A student-run fundraising organization is donating more than $4,000 in individual contributions to support peers in need of emergency financial assistance.
The GW Mutual Aid Fund, which provides resources and financial support to peers impacted by the COVID-19 pandemic, hosted two events on Instagram Live during spring break for students to tune in to and donate for the group’s emergency collective fund. Students involved in organizing both fundraisers said they wanted to host nontraditional ways to rally student excitement online, through events like a sock-eating livestream and chess tournament.
Yannik Omictin, one of the co-founders of GW Mutual Aid, said the pandemic has demonstrated the necessity of mutual aid efforts and wealth redistribution in response to the rising need for emergency financial relief.

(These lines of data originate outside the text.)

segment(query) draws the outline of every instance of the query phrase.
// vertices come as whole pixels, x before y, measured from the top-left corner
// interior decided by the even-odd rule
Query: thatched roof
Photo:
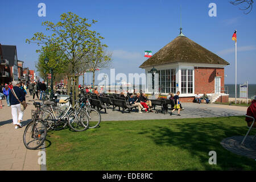
[[[139,67],[177,62],[229,64],[185,36],[179,36],[148,59]]]

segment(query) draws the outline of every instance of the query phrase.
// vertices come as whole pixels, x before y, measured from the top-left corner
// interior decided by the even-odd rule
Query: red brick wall
[[[214,78],[221,78],[221,86],[224,86],[224,68],[195,67],[195,93],[210,93],[214,90]]]
[[[229,96],[221,96],[217,100],[218,102],[229,102]]]
[[[180,97],[180,101],[182,102],[192,102],[195,99],[195,97]]]
[[[30,75],[31,75],[30,76],[30,80],[31,81],[34,81],[34,70],[30,70]]]

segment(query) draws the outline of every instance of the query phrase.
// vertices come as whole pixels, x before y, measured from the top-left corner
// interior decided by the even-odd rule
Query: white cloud
[[[256,46],[247,46],[237,47],[237,52],[244,52],[256,50]],[[226,49],[218,51],[217,53],[218,55],[225,55],[231,53],[234,53],[235,52],[235,48],[232,48],[230,49]]]

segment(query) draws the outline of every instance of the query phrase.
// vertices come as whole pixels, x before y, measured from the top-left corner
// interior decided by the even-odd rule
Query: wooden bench
[[[106,106],[101,104],[101,101],[97,100],[96,99],[90,98],[89,100],[90,105],[93,106],[94,108],[97,107],[98,110],[101,110],[102,109],[104,109],[105,113],[106,113]]]
[[[166,114],[166,111],[163,108],[163,105],[166,104],[166,102],[163,100],[150,100],[151,101],[152,106],[154,106],[154,109],[156,110],[156,113],[158,113],[160,111]],[[161,110],[155,109],[155,106],[160,106]]]
[[[115,94],[109,94],[109,96],[113,96],[115,99],[117,99],[117,95],[115,95]]]
[[[163,100],[166,101],[166,103],[167,105],[167,107],[168,107],[168,105],[171,105],[171,110],[174,109],[174,105],[175,105],[174,100],[171,100],[171,99],[164,99]]]
[[[91,94],[90,95],[90,98],[92,98],[92,99],[95,99],[96,100],[100,100],[98,96],[97,95],[96,95],[96,94],[95,94],[95,95],[94,94]]]
[[[119,108],[119,111],[120,111],[120,107],[122,107],[123,109],[122,110],[122,113],[124,113],[125,112],[125,110],[126,109],[128,109],[128,111],[130,113],[130,110],[131,109],[131,108],[133,107],[133,106],[130,106],[130,105],[127,104],[126,103],[126,101],[124,100],[119,100],[117,99],[113,99],[112,100],[113,102],[113,110],[115,110],[115,108],[116,107],[118,107]]]
[[[125,101],[126,102],[126,104],[130,105],[130,106],[131,106],[131,107],[130,108],[130,110],[131,111],[131,110],[134,108],[136,110],[136,111],[137,111],[137,107],[138,106],[131,106],[130,105],[129,101],[127,100],[126,100],[126,99],[125,97],[117,97],[117,99],[119,100],[122,100],[122,101]]]
[[[106,104],[107,107],[109,107],[110,105],[113,105],[111,98],[108,97],[101,97],[100,98],[101,102],[104,104]]]

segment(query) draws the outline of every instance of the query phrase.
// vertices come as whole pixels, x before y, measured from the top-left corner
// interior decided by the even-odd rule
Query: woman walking
[[[10,100],[9,100],[9,94],[10,94],[10,89],[9,89],[9,87],[8,86],[8,85],[5,85],[5,87],[3,90],[3,93],[5,96],[5,97],[6,98],[6,102],[7,104],[7,106],[10,106]]]
[[[17,81],[14,81],[13,89],[10,90],[9,98],[11,106],[11,114],[13,115],[13,124],[15,125],[15,129],[22,127],[20,122],[22,121],[23,111],[21,110],[20,102],[25,101],[25,96],[20,88],[20,84]],[[17,98],[18,100],[17,100]]]
[[[35,82],[35,84],[34,85],[34,88],[33,88],[33,100],[35,100],[35,95],[36,95],[36,97],[38,97],[38,100],[39,99],[38,97],[38,90],[39,90],[39,86],[36,82]]]

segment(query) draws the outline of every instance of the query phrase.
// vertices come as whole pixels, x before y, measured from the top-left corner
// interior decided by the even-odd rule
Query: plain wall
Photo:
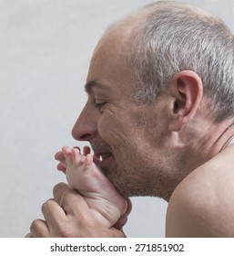
[[[55,184],[54,155],[84,145],[70,131],[81,112],[92,51],[107,26],[144,0],[0,0],[0,237],[23,237]],[[234,1],[184,1],[233,30]],[[163,237],[167,203],[136,197],[129,237]]]

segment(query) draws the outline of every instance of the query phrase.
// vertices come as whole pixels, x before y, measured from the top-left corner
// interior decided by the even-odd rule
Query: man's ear
[[[171,119],[169,130],[179,132],[194,117],[203,96],[203,85],[199,76],[191,70],[184,70],[172,79],[169,92]]]

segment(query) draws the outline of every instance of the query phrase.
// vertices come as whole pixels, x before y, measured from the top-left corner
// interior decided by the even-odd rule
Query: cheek
[[[98,133],[101,138],[111,147],[126,147],[131,140],[133,126],[123,112],[107,112],[98,122]]]

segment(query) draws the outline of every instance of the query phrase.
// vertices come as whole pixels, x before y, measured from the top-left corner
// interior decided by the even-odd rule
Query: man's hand
[[[42,206],[43,219],[33,221],[31,233],[25,237],[34,238],[101,238],[125,237],[120,231],[131,211],[131,203],[126,214],[115,225],[107,229],[96,220],[82,196],[65,183],[57,184],[53,190],[54,199]]]

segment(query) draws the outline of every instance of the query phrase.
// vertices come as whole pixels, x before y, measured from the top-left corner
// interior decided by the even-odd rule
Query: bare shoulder
[[[234,237],[234,146],[194,170],[168,203],[166,237]]]

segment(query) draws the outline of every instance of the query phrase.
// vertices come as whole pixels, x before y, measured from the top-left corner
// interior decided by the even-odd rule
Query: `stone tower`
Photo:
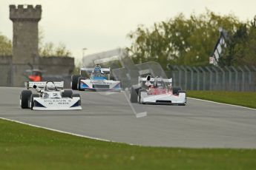
[[[13,86],[22,86],[23,74],[27,64],[38,66],[39,29],[42,7],[10,5],[10,19],[13,21]]]

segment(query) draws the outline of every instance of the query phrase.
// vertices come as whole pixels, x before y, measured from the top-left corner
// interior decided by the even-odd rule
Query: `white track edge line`
[[[246,107],[246,106],[238,106],[238,105],[234,105],[234,104],[228,104],[228,103],[223,103],[217,102],[217,101],[207,101],[207,100],[204,100],[204,99],[194,98],[189,98],[189,97],[187,97],[187,98],[194,99],[194,100],[197,100],[197,101],[206,101],[206,102],[214,103],[217,103],[217,104],[223,104],[223,105],[226,105],[226,106],[240,107],[240,108],[244,108],[244,109],[252,109],[252,110],[256,110],[256,109],[254,109],[254,108]]]
[[[33,126],[33,127],[36,127],[36,128],[40,128],[40,129],[46,129],[46,130],[56,132],[59,132],[59,133],[68,134],[68,135],[73,135],[73,136],[86,137],[86,138],[88,138],[88,139],[93,139],[93,140],[100,140],[100,141],[105,141],[105,142],[113,142],[113,143],[125,143],[125,144],[128,144],[128,145],[134,145],[132,143],[120,143],[120,142],[116,142],[116,141],[114,141],[114,140],[102,139],[102,138],[99,138],[99,137],[90,137],[90,136],[79,135],[79,134],[76,134],[76,133],[68,132],[65,132],[65,131],[62,131],[62,130],[57,130],[57,129],[51,129],[51,128],[47,128],[47,127],[40,126],[38,126],[38,125],[33,125],[33,124],[30,124],[30,123],[22,122],[22,121],[15,120],[13,120],[13,119],[4,118],[1,118],[1,117],[0,117],[0,119],[5,120],[9,120],[9,121],[11,121],[11,122],[15,122],[15,123],[21,123],[21,124],[24,124],[24,125],[27,125],[27,126]]]

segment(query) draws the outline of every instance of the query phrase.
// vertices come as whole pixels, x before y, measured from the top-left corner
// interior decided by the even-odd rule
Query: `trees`
[[[256,18],[240,24],[231,35],[230,43],[220,59],[221,65],[256,65]]]
[[[155,23],[151,29],[140,25],[128,34],[132,44],[127,50],[135,63],[155,61],[164,68],[168,64],[207,65],[219,28],[233,35],[240,24],[233,15],[220,16],[208,10],[198,16],[192,13],[188,19],[181,13]]]
[[[0,33],[0,55],[12,55],[12,42]]]

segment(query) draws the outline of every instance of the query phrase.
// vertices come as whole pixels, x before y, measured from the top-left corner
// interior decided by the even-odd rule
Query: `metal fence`
[[[189,90],[256,91],[256,67],[171,66],[173,86]]]

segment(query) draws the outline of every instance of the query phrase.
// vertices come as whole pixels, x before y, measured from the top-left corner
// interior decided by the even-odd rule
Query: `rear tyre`
[[[77,89],[78,78],[81,77],[81,75],[73,75],[71,76],[71,89]]]
[[[81,89],[81,86],[80,86],[80,82],[82,80],[85,80],[85,77],[79,77],[77,80],[77,89],[79,90],[79,91],[82,91],[84,89]]]
[[[172,94],[174,95],[179,95],[179,90],[181,90],[180,87],[173,87],[172,88]]]
[[[114,77],[113,75],[111,75],[109,79],[111,81],[116,81],[115,77]]]
[[[180,95],[180,93],[185,93],[186,94],[186,91],[185,90],[179,90],[178,95]],[[187,98],[186,97],[186,102],[184,103],[179,104],[179,106],[186,106],[186,103],[187,103]]]
[[[139,86],[138,85],[131,86],[130,96],[131,103],[138,103],[139,90],[140,89],[141,86]]]
[[[73,94],[72,95],[72,98],[73,97],[76,97],[76,98],[80,98],[80,101],[79,101],[79,104],[81,105],[81,97],[80,97],[80,95],[79,94]]]
[[[39,98],[40,95],[39,94],[32,94],[30,96],[30,109],[31,110],[33,110],[33,108],[35,106],[35,103],[34,103],[34,98]]]
[[[29,103],[29,100],[31,96],[31,94],[32,94],[31,90],[28,90],[28,89],[22,90],[20,95],[20,105],[22,109],[28,108],[28,103]]]
[[[145,89],[139,89],[139,103],[141,103],[141,92],[146,92]]]
[[[62,98],[72,98],[73,92],[72,90],[64,90],[62,94]]]

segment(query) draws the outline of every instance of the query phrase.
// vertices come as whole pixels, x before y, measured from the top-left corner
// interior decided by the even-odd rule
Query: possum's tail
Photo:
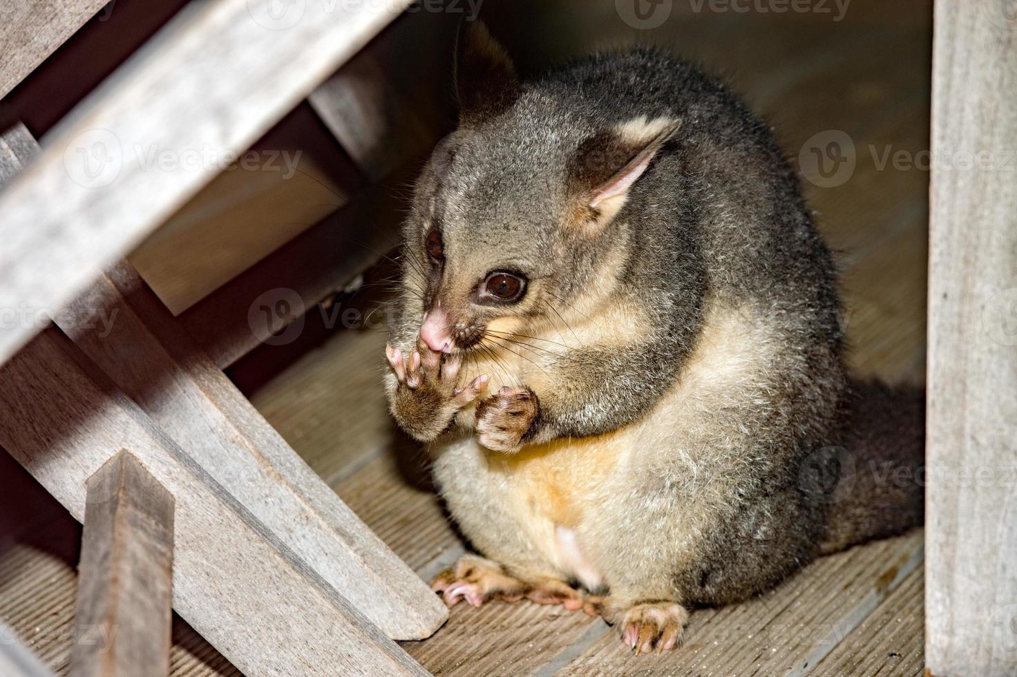
[[[853,382],[848,408],[844,444],[827,475],[836,480],[825,487],[824,554],[901,534],[924,517],[924,389]]]

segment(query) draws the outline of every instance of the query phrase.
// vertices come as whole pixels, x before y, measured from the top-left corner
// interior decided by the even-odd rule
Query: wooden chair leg
[[[173,514],[128,451],[88,478],[71,677],[169,675]]]
[[[110,449],[174,495],[174,608],[244,674],[427,674],[59,330],[0,369],[0,445],[76,519]]]

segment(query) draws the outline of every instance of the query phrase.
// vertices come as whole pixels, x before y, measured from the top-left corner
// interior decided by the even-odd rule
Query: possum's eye
[[[437,232],[437,229],[432,228],[427,233],[424,246],[427,249],[427,255],[432,261],[440,263],[444,260],[444,246],[441,243],[441,234]]]
[[[492,272],[484,281],[482,296],[496,301],[518,301],[526,291],[526,279],[512,272]]]

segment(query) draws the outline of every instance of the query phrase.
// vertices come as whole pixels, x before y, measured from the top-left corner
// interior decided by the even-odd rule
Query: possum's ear
[[[483,21],[464,21],[456,49],[456,93],[460,122],[474,124],[503,113],[522,86],[505,48]]]
[[[569,167],[580,221],[606,224],[624,206],[629,191],[678,131],[680,120],[645,117],[586,139]]]

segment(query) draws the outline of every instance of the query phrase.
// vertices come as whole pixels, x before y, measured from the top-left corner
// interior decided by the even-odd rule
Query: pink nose
[[[435,353],[451,353],[454,342],[448,331],[447,316],[440,310],[432,310],[424,315],[420,337]]]

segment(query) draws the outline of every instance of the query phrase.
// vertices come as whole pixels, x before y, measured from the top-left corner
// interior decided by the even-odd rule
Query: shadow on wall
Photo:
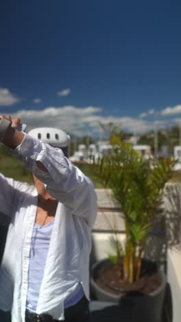
[[[167,250],[181,250],[181,185],[168,184],[162,209],[158,211],[147,240],[144,257],[166,269]]]

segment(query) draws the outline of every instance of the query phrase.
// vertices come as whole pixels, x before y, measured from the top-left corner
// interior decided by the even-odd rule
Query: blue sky
[[[181,122],[180,1],[5,0],[0,111],[82,136]]]

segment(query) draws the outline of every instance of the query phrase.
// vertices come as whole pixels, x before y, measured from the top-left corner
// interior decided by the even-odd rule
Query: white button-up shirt
[[[59,202],[36,312],[63,320],[64,301],[77,282],[89,297],[90,232],[97,214],[97,195],[91,181],[60,149],[26,135],[12,154],[24,161]],[[37,160],[48,173],[36,166]],[[10,222],[0,270],[0,308],[12,311],[12,322],[25,322],[37,202],[34,186],[0,175],[0,218]]]

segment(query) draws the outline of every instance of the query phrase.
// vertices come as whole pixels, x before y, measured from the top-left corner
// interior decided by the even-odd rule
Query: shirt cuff
[[[25,133],[25,137],[21,144],[14,149],[14,152],[18,152],[24,157],[36,160],[38,155],[43,149],[42,142],[34,139],[28,134]]]

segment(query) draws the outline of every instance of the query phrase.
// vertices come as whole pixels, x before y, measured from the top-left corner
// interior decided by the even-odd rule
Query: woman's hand
[[[2,142],[11,149],[14,149],[19,145],[23,141],[25,134],[17,129],[21,123],[19,118],[12,118],[10,115],[4,116],[8,120],[12,122],[12,126],[8,129]],[[0,116],[1,120],[1,116]]]
[[[19,118],[13,118],[10,115],[5,115],[5,118],[8,118],[8,120],[10,120],[12,121],[12,127],[14,127],[14,129],[18,129],[20,123],[21,123],[21,119]]]

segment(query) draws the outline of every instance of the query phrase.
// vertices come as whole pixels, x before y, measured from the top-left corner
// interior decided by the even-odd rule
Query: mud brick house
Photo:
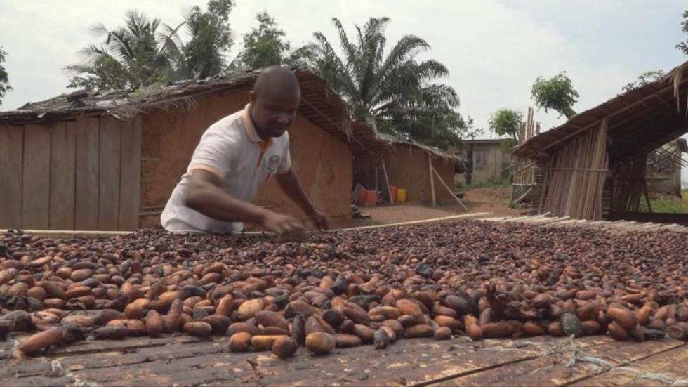
[[[204,131],[248,103],[259,71],[135,91],[79,91],[0,112],[0,228],[131,230],[154,227]],[[357,153],[389,145],[351,127],[319,77],[290,129],[293,167],[333,226],[350,217]],[[255,202],[302,217],[274,182]],[[303,217],[302,217],[303,218]]]

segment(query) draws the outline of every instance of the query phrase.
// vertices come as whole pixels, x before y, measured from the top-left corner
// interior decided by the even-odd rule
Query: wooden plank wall
[[[0,126],[0,228],[138,228],[140,117]]]

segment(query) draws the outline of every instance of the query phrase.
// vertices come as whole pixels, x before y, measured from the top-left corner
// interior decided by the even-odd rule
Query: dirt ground
[[[463,200],[469,212],[491,212],[495,216],[516,216],[525,212],[506,206],[505,201],[510,197],[511,191],[508,189],[500,192],[499,188],[476,188],[467,191]],[[355,220],[355,226],[357,227],[422,221],[466,213],[458,204],[432,208],[418,203],[362,206],[359,209],[364,214],[369,214],[371,218]]]

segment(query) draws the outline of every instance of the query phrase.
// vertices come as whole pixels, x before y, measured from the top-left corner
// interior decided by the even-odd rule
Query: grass
[[[650,199],[652,212],[663,214],[688,214],[688,189],[681,191],[682,199],[674,196],[656,196]],[[644,199],[640,202],[640,211],[647,211]]]

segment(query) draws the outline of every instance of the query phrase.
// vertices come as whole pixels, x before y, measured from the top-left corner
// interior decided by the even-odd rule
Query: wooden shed
[[[526,166],[519,173],[531,177],[527,184],[541,188],[538,211],[628,218],[642,200],[651,211],[648,155],[688,133],[687,108],[688,62],[528,138],[512,155]]]
[[[463,141],[465,147],[462,156],[469,160],[467,167],[470,171],[472,182],[499,182],[503,180],[503,174],[508,171],[511,163],[510,155],[504,151],[505,148],[502,146],[504,140],[501,138],[482,138]]]
[[[353,125],[359,126],[362,124]],[[405,188],[409,202],[455,204],[454,174],[464,171],[463,159],[410,140],[382,133],[378,136],[389,144],[391,150],[357,155],[355,183],[381,192],[387,200],[388,181],[390,185]]]
[[[201,134],[242,109],[259,71],[143,91],[77,92],[0,112],[0,228],[130,230],[159,224]],[[313,73],[297,71],[302,102],[289,129],[306,193],[331,223],[350,218],[355,152],[383,150],[353,130],[345,103]],[[303,214],[274,182],[255,202]]]

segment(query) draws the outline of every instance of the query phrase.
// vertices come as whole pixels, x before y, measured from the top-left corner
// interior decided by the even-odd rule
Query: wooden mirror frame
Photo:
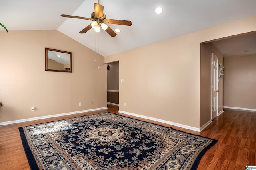
[[[58,57],[61,57],[62,55],[62,58],[60,58],[58,59]],[[59,56],[57,57],[57,56]],[[68,60],[68,57],[69,57],[70,60]],[[64,61],[64,58],[66,58],[66,61],[69,61],[69,63],[68,64],[61,64],[60,62],[58,62],[58,60]],[[57,61],[55,61],[56,59]],[[59,68],[50,68],[50,66],[48,65],[48,60],[54,61],[54,62],[57,64],[63,65],[69,64],[69,67],[65,68],[64,67],[63,68],[63,70],[60,69]],[[68,69],[68,68],[69,68]],[[56,71],[58,72],[72,72],[72,53],[68,51],[65,51],[61,50],[58,50],[55,49],[49,49],[48,48],[45,48],[45,70],[50,71]]]

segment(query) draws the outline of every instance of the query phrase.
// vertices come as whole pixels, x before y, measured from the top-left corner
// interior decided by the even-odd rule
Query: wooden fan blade
[[[100,4],[94,3],[94,12],[95,16],[102,18],[103,16],[103,9],[104,7]]]
[[[131,26],[132,23],[131,21],[126,21],[125,20],[114,20],[112,19],[108,19],[106,20],[106,22],[108,22],[108,23],[112,23],[113,24]]]
[[[89,30],[91,28],[92,28],[92,25],[91,25],[91,24],[90,23],[89,25],[88,25],[86,27],[84,28],[84,29],[83,29],[81,31],[79,32],[79,33],[81,33],[81,34],[84,34],[84,33],[86,33],[86,32],[87,32],[88,31],[89,31]]]
[[[108,28],[106,30],[106,31],[107,31],[107,32],[108,33],[108,34],[110,35],[112,37],[116,37],[116,33],[114,32],[114,31],[113,31],[109,26],[108,26]]]
[[[69,15],[62,14],[62,15],[60,15],[60,16],[61,16],[62,17],[64,17],[73,18],[75,18],[83,19],[84,20],[92,20],[91,18],[79,17],[77,16],[70,16]]]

He said the group has worked year-round to educate students and remind them at events about the need for community involvement to support each other.
“COVID has made it so that we need more of those kinds of events to remind us of the community that we are and the fact that we keep us safe, we keep us posted and fed and housed and all that,” Omictin said. “I mean, we have to rely on each other.”
He said in addition to the livestreamed events, other on-campus organizations like GW Black Defiance and students have hosted fundraisers of their own this past month. He said the fund has no structured leadership and operates as a collective, meaning any student can approach the organization with an idea to host a fundraiser or plan to gather donations.
Students can request financial assistance through the group’s request form, which is dispersed on a rolling basis to cover students’ immediate needs.
“I would like to think that this kind of mutual aid-like movement would exist without COVID-19,” Omictin said. “But I think COVID-19 has made it such that mutual aid is necessary. In essence, governments have been failing us. Institutions have been failing us. And that’s where we have to step in.”
George Glass, a senior who organized one of the fundraisers, said he ate a sock on Instagram Live last summer after losing a bet to one of his friends and was shocked to see more than 50 students tune in to watch. He said seeing students’ excitement prompted him to host a fundraiser for GW Mutual Aid in October, at which he consumed a second sock before more than 300 people over Instagram and raised more than $1,225 in donations.
“I thought that if 50 or 60 people would watch me eat a sock, then those 50 or 60 people can also donate,” Glass said.
He said he decided earlier this month to hold one last sock livestream fundraiser with a goal of reaching $2,000 in student donations. A student counted donations as they came in throughout the event, which attracted up to 500 viewers and $2,300.
In total, he said he has raised $3,525 in total for the GW Mutual Aid fund over the past six months.
“For a mutual aid network to operate, they need money from students who might be more fortunate,” he said. “When you have an event like this, raising thousands of dollars is really the main reason I think it’s brilliant.”
Sophomore Karina Ochoa Berkley and junior Justin Diamond also raised more than $2,100 in an online chess tournament where viewers were able to tune in, donate and have the chance to play themselves. Ochoa Berkley, a political science and philosophy major, said the tournament included student leaders from the Student Association, GW College Democrats and GW College Republicans, as well as others with large social media presences.
Ochoa Berkley said she and Diamond had a “mutual interest in chess,” which prompted the idea for the event. She said they wanted to pick students with large social media followings and campus presences, regardless of their chess ability, to encourage a larger student audience to donate.
She said she was happy the event had a large turnout and was able to surpass its goal of $2,000 to ease students’ financial burdens for groceries or rent, which “the average GW student takes for granted.”
“There’s recognition that, ‘Hey, I have some extra wealth that I don’t need as much as you probably do,’” she said. “Making that recognition and then making active participation in mutual aid is really important to community building and establishing solidarity with people who have different access to resources.”
Ochoa Berkley said she sees potential for students to organize more niche events in the future that also benefit funds like GW Mutual Aid.
“There’s a myriad of ways to be creative with your passions and make sure that they’re productive and that they’re serving the community,” she said. “We’re hoping that something as seemingly unrelated to mutual aid as chess could inspire some creativity and other people to turn activities they engage in on a day-to-day basis into activities that materially support their community.”
Diamond, the co-organizer for the event, said he hopes the tournament will “begin a virtuous cycle” of student events organized outside of the University that rally everyone in the community. He said the group set up their fundraising goal to “ramp up their efforts” to support students after seeing Glass’ success.
Diamond said he saw the tournament as a way to bring the GW community together and share his hobby.
“Take something you’re passionate about and run with it, and even if you only raise $10, then at the end of the day it’s still something you enjoy doing,” he said. “If we raised no money, we would have still helped build a better sense of community at GW.”